If the US is looking to be energy independent, it would need to cut down on its external imports, which is exactly what Trump wants to achieve to encourage this policy. Canada in particular, provides a substantial amount of oil to the US, which Trump wants to prevent. The US does have potential for oil extraction, but there are some more realistic ideas that in my eyes, are much more achievable, such as “Energy Resilience”, also known as electrification. But this of course, is leaning more towards the views of Trump's opposition Hilary Clinton and to a future of clean energy. If I was in the US working in the Renewable sector, I’d find it incredibly frustrating to see my industry booming, only to find my country abandoning one of its most promising economies. Furthermore, the US is at less risk of being affected by supply and demand issues occurring globally if it multiplies its supply sources, as it has been doing. This is how the US can sustain its energy security.
According to The Daily Caller, Trump was quoted saying “I’m in favour of nuclear energy, very strongly in favour of nuclear energy” To the risks of potential nuclear disasters similar to those of Fukushima and Chernobyl, he compared this to the way we continue to use planes as a form of transport after a plane crash occurs. However, he still favours natural gas and believes there are important issues related to Nuclear energy that are still very much apparent. Again, I feel this is unclear.

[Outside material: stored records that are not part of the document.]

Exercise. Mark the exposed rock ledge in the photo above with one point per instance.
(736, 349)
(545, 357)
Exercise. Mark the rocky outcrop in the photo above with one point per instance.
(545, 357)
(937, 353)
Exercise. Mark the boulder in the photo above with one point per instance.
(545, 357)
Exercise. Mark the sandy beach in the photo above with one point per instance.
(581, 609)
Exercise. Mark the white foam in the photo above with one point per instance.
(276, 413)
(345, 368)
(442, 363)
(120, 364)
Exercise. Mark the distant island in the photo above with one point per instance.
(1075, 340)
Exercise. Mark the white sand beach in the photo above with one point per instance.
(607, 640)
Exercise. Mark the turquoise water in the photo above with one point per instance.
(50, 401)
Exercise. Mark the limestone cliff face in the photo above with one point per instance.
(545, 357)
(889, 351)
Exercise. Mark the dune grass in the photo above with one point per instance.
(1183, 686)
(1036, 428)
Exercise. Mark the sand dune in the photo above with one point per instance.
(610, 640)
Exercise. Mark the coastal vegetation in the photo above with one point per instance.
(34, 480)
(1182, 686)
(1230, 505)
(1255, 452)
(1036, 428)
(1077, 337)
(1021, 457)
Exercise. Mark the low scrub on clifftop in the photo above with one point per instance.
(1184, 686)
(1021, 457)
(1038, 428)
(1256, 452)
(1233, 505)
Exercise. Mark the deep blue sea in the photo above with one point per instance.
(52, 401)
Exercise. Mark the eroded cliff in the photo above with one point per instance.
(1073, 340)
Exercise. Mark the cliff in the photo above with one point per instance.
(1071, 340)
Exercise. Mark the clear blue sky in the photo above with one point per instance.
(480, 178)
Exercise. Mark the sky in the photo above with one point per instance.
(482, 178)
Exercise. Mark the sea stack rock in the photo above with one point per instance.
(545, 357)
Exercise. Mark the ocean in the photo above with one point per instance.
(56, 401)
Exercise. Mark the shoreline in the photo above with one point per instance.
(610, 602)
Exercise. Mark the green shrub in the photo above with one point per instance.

To conclude, my issues with Trump’s energy policies do not lie in the policies themselves, rather in the backing (or lack of) provided. As someone working across the energy sector, I want all of our sectors to be successful on a global spectrum, which I appreciate is not technically possible. I do find it a little annoying to see the renewable industry in the US to be growing so rapidly, only to lead to one aggressive businessman disregarding this by only backing natural gas and oil. Trump overlooks the benefits of clean energy because it’s not quick dollar and correct me if I’m wrong, but I get the impression he doesn’t give two hoots about global warming. In 2012, he tweeted: “The concept of global warming was created by and for the Chinese in order to make U.S. manufacturing non-competitive.” Of course, like many other presidential candidates these views can change and this may not be a timely reflection of his opinions on global warming. But to deem the concept of global warming as complete rubbish, is a dangerous opinion.